The government has responded by deploying strong fiscal and monetary policies to support healthcare and vulnerable households, but social assistance has been limited with fewer than 2 pc of Ugandans receiving direct cash transfers. More worryingly, the pandemic may severely hamper human capital development and the country’s chances of benefiting from its growing young and working-age population. In addition to creating jobs for the rapidly growing population, a key challenge facing Uganda’s development agenda is the delivery of basic education and health services for all.
Richard Walker, co-author and Senior Economist at the World Bank Group said, “Uganda should strive to maintain debt sustainability – it is in an enviable position compared to many other countries. To improve access to concessional financing, particularly from bilateral creditors, government will need to take a more balanced approach with respect to investments in infrastructure and the social sectors.”
Uganda’s population is set to increase in the next 20 years to around 74 million, up from an estimated 46 million today, and more than double to around 104 million by 2060. But human capital development and opportunities for the youth are unequal.
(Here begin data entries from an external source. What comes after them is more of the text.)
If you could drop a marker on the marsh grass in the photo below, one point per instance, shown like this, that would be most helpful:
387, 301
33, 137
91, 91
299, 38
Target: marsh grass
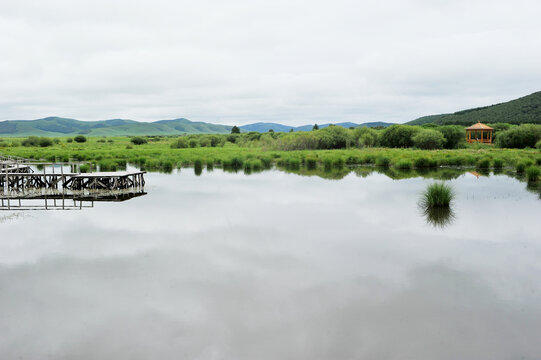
532, 174
437, 195
439, 216
163, 153
435, 204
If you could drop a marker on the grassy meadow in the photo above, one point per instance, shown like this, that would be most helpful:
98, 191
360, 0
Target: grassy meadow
162, 153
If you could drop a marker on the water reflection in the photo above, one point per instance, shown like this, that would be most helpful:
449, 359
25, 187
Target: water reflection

On average, a child born in Uganda today will only be 38 pc as productive when she grows up as she could be if she enjoyed complete education and full health as the World Bank’s Human Capital Index (HCI) suggests.
According to the Update, to this end, the economic update makes several policy recommendations to enhance investments in the health and education sectors, including strengthening health promotion and disease prevention through multi-sectoral collaboration, and diversifying low-cost service delivery platforms through investments in remote learning, including distance education and online learning at the secondary level.